Michele and I just finished watching Parade’s End on HBO (on demand). After a somewhat long courtship – first two hour episodes – when we made the mistake of expecting something like The Age of Innocence, we have fallen in love with it. OK, that may be a little too dramatic, but we both liked it and, increasingly, identified with and against different characters. The hero – protagonist may be a better word – Christopher Tietjens, seems to be an extra uptight Englishman, at first, but we begin to realize that he is trapped in a world that he has been born into. He may be the only one still following the rules but that doesn’t make it any easier for him to breakaway even as he see the problem, saying at one point, Everybody thinks me a fool. I am starting to come around to their opinion.
Because Parade’s End takes place in the same time approximately the same location, and seems to deal with the same issues as Downton Abby, we expected the two to be similar. But they aren’t. Parade’s End is much slower than Downton Abby at first, but it gains in power and sucked us in. The characters are about three times deeper, probably because the story, adapted for TV by Tom Stoppard, is from a series of books, by Ford Madox Ford, that were written based on his real experiences before and during the war. In this England, the sense of noblesse oblige is dying out and all that is left is the overbearing restrictions of a society that is trying to resist the changing world.
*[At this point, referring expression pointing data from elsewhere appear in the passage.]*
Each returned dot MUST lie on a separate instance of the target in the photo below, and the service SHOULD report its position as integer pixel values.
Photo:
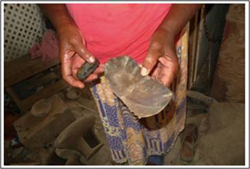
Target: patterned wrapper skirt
(132, 140)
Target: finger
(91, 77)
(171, 63)
(150, 60)
(83, 52)
(155, 72)
(77, 62)
(99, 70)
(167, 72)
(73, 82)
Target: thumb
(150, 61)
(84, 53)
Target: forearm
(178, 17)
(57, 14)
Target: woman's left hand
(161, 60)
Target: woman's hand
(161, 60)
(73, 54)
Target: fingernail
(92, 59)
(144, 71)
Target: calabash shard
(142, 95)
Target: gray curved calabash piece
(86, 69)
(144, 96)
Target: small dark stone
(86, 69)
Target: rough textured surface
(86, 69)
(229, 80)
(142, 95)
(221, 137)
(37, 132)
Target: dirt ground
(221, 137)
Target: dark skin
(160, 61)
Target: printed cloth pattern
(132, 140)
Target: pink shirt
(112, 30)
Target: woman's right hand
(73, 53)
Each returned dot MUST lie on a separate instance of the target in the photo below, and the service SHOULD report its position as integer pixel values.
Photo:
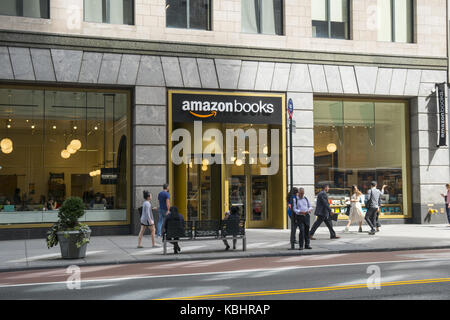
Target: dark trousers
(293, 229)
(225, 242)
(378, 219)
(302, 222)
(328, 223)
(371, 218)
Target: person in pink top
(447, 201)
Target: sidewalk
(28, 254)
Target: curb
(216, 256)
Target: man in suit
(323, 213)
(373, 205)
(177, 221)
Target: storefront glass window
(356, 142)
(56, 144)
(25, 8)
(189, 14)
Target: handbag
(347, 211)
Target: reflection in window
(330, 19)
(262, 16)
(395, 20)
(356, 142)
(109, 11)
(62, 144)
(188, 14)
(25, 8)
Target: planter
(68, 244)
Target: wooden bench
(205, 230)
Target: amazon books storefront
(84, 122)
(225, 150)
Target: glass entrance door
(250, 194)
(203, 198)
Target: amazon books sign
(226, 107)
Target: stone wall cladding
(150, 76)
(150, 25)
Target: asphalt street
(385, 275)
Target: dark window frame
(105, 13)
(349, 21)
(19, 9)
(188, 22)
(393, 25)
(259, 19)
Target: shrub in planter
(72, 235)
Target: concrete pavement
(32, 254)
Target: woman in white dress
(356, 213)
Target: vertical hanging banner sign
(441, 104)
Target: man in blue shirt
(164, 207)
(302, 209)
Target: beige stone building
(113, 75)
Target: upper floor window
(26, 8)
(395, 20)
(330, 19)
(188, 14)
(262, 16)
(109, 11)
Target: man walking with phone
(164, 207)
(323, 213)
(373, 205)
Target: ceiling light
(65, 154)
(7, 151)
(6, 144)
(76, 144)
(331, 148)
(71, 149)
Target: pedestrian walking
(231, 226)
(147, 220)
(323, 213)
(164, 207)
(447, 202)
(302, 212)
(176, 220)
(291, 199)
(356, 214)
(373, 204)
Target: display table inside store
(386, 210)
(51, 216)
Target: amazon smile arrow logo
(212, 114)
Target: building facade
(95, 95)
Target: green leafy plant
(71, 210)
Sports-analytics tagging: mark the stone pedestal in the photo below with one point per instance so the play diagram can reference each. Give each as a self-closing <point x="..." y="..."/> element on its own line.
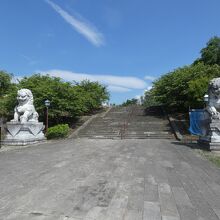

A sort of weird thing about HBO is that its series are often made to shock with lots of nudity and swearing, think The Sopranos, or Deadwood, or The Wire, and the movies are subtle to the extreme, think The Tuskegee Airmen or Everyday People. Parade’s End, as a mini series, seems to be in the middle, especially compared to Downton Abby, but it does lean towards the subtle. Because I like Parade’s End better than Downton Abby, I want to say Check it out if only for the costumes and the gorgeous Rebecca Hall, but it is not for everyone. I keep remembering a friend’s comment about liking Aliens, the second Alien movie directed by Cameron, better than Alien – the first Alien movie directed by Ridley Scott which was my favorite – and thinking He must be nuts. But I have come to accept that some people are Alien people and some people are Aliens people and the same is probably true about Parade’s End and Downton Abby.